Les mots viennent du sommet de l’État. Ce samedi 11 avril, face à la presse réunie à Kinshasa, le député national Patrick Munyomo, élu de la ville de Goma, a relayé un message d’espoir du président Félix Tshisekedi concernant la crise sécuritaire dans l’est de la RDC. Porteur d’une mission explicite de la présidence, l’élu s’est positionné comme le pont entre le sommet de l’État et une base populaire dont la résilience est mise à rude épreuve.
« La paix n’est qu’une question de temps », la formule est claire, peut-être trop. Car à Goma, à Rutshuru, à Walikale, la paix n’est pas un horizon abstrait : c’est une denrée quotidiennement confisquée. Les habitants de ces territoires vivent sous la menace permanente des affrontements entre l’AFC-M23 et les FARDC, dans des maisons souvent sans eau ni électricité, dans des rues où les uniformes font peur quelle que soit leur couleur.
En parallèle à son message de fermeté et de réconfort, l’élu a déposé un cahier des charges exhaustif auprès des institutions pour répondre à l’urgence humanitaire au Nord-Kivu. Ce geste concret dit quelque chose que les discours ne disent pas : la situation est grave, urgente, et les populations ne peuvent plus attendre les seuls effets de la diplomatie.
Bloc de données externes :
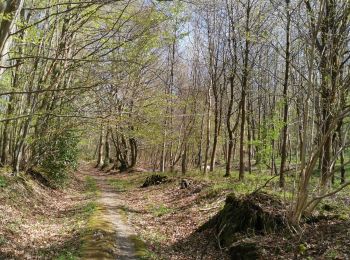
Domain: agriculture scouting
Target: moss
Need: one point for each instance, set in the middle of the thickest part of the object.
(98, 240)
(256, 213)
Dans les coulisses, le débat sur un éventuel troisième mandat pour Félix Tshisekedi continue d’agiter les cercles politiques de Kinshasa. Des voix proches du pouvoir évoquent un « mandat spécial de 12 ans de paix » comme alternative constitutionnelle. Une équation politique complexe, dans laquelle la paix à l’Est devient aussi, paradoxalement, un enjeu électoral. Pour les populations de Goma, ce calcul sonne comme une trahison silencieuse. Elles ne veulent pas être une promesse de campagne. Elles veulent rentrer chez elles.